Anytype is a great alternative. You can use it in its simple form or design your own workflows with custom document types and properties. In Notion everything is a page but in Anytype you can define document types like Research Note, Concept, Bug Report,.. to distinguish between the various types of pages we typically use to organize information in a space. It's also fully e2e encrypted so you do not have to worry about them using your information to train models. It supports multiple devices and can sync between them p2p while maintaining a hosted server copy but does not have a webapp.
My installed Notion version appears to be 4.20.0 so presumably I am a visitor from the future sent back to warn you all that Notion will continue to be slow and clunky and full of AI shit nobody wants.
Better chapter style organisation and easier formatting- and the style is better for life/academic planning for me whereas obsidian is more for writing/personal wiki type things for me
... How about fixing basic things like the cursor position in code blocks, and being able to select text on mobile, instead of unnecessary "AI Agents"?
Or is the frontend now supposedly obsolete since all the work will be done by "AI"?

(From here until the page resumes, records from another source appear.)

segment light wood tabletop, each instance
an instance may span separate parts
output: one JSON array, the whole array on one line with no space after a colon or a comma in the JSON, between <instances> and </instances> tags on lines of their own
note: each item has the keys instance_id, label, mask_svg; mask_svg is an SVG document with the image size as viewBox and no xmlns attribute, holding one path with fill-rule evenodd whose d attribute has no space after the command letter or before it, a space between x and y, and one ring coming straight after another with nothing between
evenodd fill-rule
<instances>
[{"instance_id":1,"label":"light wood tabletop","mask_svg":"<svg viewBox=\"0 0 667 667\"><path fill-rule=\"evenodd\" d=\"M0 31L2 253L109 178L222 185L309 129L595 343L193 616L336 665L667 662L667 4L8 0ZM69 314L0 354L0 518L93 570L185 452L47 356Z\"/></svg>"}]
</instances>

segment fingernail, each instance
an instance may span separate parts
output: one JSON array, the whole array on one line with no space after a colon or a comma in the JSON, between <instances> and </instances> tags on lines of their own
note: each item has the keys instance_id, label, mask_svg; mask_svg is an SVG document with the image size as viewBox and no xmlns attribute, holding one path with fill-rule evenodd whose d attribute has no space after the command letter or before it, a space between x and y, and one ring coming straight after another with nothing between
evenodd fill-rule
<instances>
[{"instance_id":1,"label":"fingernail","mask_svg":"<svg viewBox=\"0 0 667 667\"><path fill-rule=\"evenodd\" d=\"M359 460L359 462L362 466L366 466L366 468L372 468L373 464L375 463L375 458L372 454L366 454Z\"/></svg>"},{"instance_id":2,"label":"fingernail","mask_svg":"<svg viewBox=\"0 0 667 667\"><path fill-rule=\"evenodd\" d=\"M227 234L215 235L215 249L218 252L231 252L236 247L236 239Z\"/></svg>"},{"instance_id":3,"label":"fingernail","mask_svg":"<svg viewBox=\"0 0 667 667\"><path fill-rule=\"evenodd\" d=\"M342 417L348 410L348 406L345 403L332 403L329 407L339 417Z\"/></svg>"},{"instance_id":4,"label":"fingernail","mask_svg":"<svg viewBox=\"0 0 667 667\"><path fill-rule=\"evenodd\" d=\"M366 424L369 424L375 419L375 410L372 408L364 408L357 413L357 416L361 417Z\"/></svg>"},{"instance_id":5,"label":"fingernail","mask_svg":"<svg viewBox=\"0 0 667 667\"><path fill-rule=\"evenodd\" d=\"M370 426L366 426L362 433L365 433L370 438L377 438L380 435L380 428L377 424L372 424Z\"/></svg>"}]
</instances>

The base product was originally great: very smooth wysiwyg collaborative document editor with wiki-like linking. The problem is you don't need to do much on top of that. But clearly investors demand some "results" so PMs need to keep coming up with features that can be shipped in a quarter. Meanwhile bugs in the basic UX are plentiful.
Any really interesting work to improve the basic "collaborative document" experience is going to take time and experimentation, and I'm sure there's something to be found there. But the investor fueled focus on constantly doing something new and shiny means these really interesting spaces will never be explore and the product will continue to degrade with bloat each quarter.